Tal vez exista por ello alguna forma de consuelo en la poesía.
Hay, claro que hay algo redentor en la poesía de Paul Celan, claro que hay algo que hace la vida más bella en el pensamiento de los animalitos que oía Lorca en el abecedario de las estrellas. Yo he encontrado consolación en los poemas de Antonio Gamoneda y René Daumal. Toda mi vida he creído en la poesía, ella ha sido mi única posibilidad y ahora ya solo me queda tiempo para darle las gracias. Y en ello, platónicamente, estoy.

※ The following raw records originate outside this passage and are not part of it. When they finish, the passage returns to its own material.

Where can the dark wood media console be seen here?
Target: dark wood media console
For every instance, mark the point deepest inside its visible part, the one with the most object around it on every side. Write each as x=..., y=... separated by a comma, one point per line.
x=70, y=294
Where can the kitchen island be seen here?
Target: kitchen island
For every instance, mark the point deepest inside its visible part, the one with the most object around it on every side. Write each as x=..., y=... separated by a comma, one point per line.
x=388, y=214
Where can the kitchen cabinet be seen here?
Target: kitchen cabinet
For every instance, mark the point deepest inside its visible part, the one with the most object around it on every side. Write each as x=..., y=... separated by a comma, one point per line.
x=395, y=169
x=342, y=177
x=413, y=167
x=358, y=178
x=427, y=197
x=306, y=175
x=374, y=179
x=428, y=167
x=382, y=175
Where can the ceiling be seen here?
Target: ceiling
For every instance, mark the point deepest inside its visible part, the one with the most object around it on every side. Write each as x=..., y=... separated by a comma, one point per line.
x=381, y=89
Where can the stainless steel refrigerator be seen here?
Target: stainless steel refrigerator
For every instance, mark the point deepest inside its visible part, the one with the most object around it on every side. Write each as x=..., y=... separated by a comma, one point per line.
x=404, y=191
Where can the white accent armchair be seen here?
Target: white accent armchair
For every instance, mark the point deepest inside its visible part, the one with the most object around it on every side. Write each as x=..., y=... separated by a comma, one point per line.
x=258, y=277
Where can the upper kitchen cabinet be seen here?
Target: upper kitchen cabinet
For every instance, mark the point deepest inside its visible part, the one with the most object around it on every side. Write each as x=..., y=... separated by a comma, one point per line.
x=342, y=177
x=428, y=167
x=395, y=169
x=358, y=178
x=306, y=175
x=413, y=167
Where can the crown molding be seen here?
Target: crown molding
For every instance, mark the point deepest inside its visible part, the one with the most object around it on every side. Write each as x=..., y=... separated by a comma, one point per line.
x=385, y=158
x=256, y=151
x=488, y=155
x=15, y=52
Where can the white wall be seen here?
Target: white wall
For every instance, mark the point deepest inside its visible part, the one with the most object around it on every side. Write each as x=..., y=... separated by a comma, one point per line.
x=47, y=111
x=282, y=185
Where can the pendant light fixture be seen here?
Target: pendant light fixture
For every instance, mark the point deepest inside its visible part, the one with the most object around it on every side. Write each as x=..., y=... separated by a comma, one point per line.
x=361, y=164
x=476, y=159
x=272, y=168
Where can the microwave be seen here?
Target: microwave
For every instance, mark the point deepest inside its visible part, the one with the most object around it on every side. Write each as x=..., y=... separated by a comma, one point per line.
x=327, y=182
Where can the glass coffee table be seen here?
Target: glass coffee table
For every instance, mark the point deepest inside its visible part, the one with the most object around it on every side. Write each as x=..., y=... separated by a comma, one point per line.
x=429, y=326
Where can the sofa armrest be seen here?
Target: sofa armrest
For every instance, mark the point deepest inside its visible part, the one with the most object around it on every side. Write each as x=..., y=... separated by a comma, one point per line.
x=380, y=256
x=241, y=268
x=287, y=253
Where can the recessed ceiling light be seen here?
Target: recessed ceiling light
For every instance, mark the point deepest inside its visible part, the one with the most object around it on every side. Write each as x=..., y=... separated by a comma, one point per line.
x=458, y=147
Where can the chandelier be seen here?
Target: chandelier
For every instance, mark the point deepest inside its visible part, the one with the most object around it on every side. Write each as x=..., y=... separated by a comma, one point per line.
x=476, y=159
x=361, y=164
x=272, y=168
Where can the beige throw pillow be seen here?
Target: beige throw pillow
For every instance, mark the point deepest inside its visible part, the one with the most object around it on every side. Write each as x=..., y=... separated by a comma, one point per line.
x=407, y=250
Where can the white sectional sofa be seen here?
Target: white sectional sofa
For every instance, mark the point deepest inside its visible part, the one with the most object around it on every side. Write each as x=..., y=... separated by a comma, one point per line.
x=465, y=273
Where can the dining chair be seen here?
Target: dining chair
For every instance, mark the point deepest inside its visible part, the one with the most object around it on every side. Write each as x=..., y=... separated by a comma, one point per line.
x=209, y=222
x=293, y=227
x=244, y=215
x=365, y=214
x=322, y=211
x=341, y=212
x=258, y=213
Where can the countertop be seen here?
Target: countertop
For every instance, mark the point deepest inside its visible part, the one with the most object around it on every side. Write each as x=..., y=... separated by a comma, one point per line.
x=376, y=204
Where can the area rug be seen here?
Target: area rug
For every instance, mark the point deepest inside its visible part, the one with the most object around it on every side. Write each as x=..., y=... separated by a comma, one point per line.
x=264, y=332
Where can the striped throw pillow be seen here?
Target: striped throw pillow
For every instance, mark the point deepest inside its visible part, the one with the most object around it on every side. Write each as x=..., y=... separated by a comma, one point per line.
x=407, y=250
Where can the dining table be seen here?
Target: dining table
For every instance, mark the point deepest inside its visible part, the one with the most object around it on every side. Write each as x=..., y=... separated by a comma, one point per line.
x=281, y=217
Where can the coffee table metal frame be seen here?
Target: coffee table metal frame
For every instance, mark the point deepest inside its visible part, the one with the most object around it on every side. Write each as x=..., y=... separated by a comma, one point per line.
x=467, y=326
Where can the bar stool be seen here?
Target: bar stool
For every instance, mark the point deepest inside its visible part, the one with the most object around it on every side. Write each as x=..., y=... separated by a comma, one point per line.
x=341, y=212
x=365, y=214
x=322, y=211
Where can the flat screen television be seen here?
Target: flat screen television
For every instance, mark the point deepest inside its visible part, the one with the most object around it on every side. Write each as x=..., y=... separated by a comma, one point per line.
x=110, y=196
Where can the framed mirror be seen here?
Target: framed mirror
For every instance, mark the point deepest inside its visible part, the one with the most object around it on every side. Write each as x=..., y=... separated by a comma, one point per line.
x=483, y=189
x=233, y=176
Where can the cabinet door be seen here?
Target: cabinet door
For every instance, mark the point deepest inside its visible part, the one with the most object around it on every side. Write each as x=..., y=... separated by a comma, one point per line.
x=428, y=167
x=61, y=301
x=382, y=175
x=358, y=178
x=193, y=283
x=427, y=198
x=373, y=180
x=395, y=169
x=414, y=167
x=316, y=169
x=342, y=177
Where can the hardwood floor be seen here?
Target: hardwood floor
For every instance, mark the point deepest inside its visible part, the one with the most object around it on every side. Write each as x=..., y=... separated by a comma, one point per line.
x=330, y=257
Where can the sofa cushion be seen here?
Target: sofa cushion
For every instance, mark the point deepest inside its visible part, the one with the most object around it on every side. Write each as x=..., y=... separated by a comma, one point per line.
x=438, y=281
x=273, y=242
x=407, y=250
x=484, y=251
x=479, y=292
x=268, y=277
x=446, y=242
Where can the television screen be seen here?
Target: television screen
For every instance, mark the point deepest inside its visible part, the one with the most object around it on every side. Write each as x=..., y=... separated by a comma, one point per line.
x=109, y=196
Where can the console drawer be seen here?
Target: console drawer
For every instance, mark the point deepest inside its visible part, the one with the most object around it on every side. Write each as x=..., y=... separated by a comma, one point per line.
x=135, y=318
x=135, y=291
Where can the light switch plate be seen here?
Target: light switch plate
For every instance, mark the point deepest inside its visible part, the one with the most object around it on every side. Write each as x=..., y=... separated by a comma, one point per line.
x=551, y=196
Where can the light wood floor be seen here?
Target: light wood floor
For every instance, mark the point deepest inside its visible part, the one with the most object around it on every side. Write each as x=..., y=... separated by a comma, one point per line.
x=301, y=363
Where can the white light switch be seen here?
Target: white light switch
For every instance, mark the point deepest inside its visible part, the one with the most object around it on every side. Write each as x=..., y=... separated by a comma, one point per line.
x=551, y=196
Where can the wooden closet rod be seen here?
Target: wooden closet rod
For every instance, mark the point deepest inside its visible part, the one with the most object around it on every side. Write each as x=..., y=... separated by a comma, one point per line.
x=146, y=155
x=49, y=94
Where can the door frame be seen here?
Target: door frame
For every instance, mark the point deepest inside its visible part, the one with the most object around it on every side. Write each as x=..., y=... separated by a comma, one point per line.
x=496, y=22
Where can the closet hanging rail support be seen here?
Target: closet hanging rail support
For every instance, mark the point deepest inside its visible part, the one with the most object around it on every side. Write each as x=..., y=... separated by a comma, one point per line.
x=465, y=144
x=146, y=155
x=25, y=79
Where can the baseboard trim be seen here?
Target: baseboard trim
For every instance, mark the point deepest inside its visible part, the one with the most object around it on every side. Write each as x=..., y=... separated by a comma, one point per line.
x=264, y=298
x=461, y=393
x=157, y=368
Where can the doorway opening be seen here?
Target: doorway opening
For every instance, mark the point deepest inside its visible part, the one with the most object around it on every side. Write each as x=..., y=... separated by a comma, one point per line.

Juan Carlos Mestre, poeta y artista visual nacido en Villafranca del Bierzo en 1957, es autor de Siete poemas escritos junto a la lluvia (1982); La visita de Safo (1983); Antífona del otoño en el Valle del Bierzo (Premio Adonáis, 1985; reeditado por Calambur en 2003 con un CD en el que el autor recita acompañado por Amancio Prada y otros músicos amigos); Las páginas del fuego (1987); La poesía ha caído en desgracia (Premio Jaime Gil de Biedma, 1992); La tumba de Keats (Premio Jaén de Poesía, 1999, escrito durante su estancia en Roma); El Universo está en la noche (2006, obra singular en la que recrea mitos y leyendas mesoamericanas); La casa roja (2008, Premio Nacio­nal de Poesía 2009); La visita de Safo y otros poemas para despedir a Lennon (2011, en el que revisita y amplia su obra de juventud); y La bicicleta del panadero (2012). Una selección de su poesía fue recogida en Las estrellas para quien las trabaja (2007). Ha editado las antologías poéticas de Rafael Pérez Estrada (La palabra destino, 2001) y de Rosamel del Valle (La visión comunicable, 2001); y la novela de Enrique Gil y Carrasco, El señor de Bembibre (2004). Como artista visual, ha expuesto su obra gráfica y pictórica en Europa, EE.UU. y América Latina. Fue Mención de Honor en el Premio Nacional de Grabado de la Calcografía Nacional en 1999.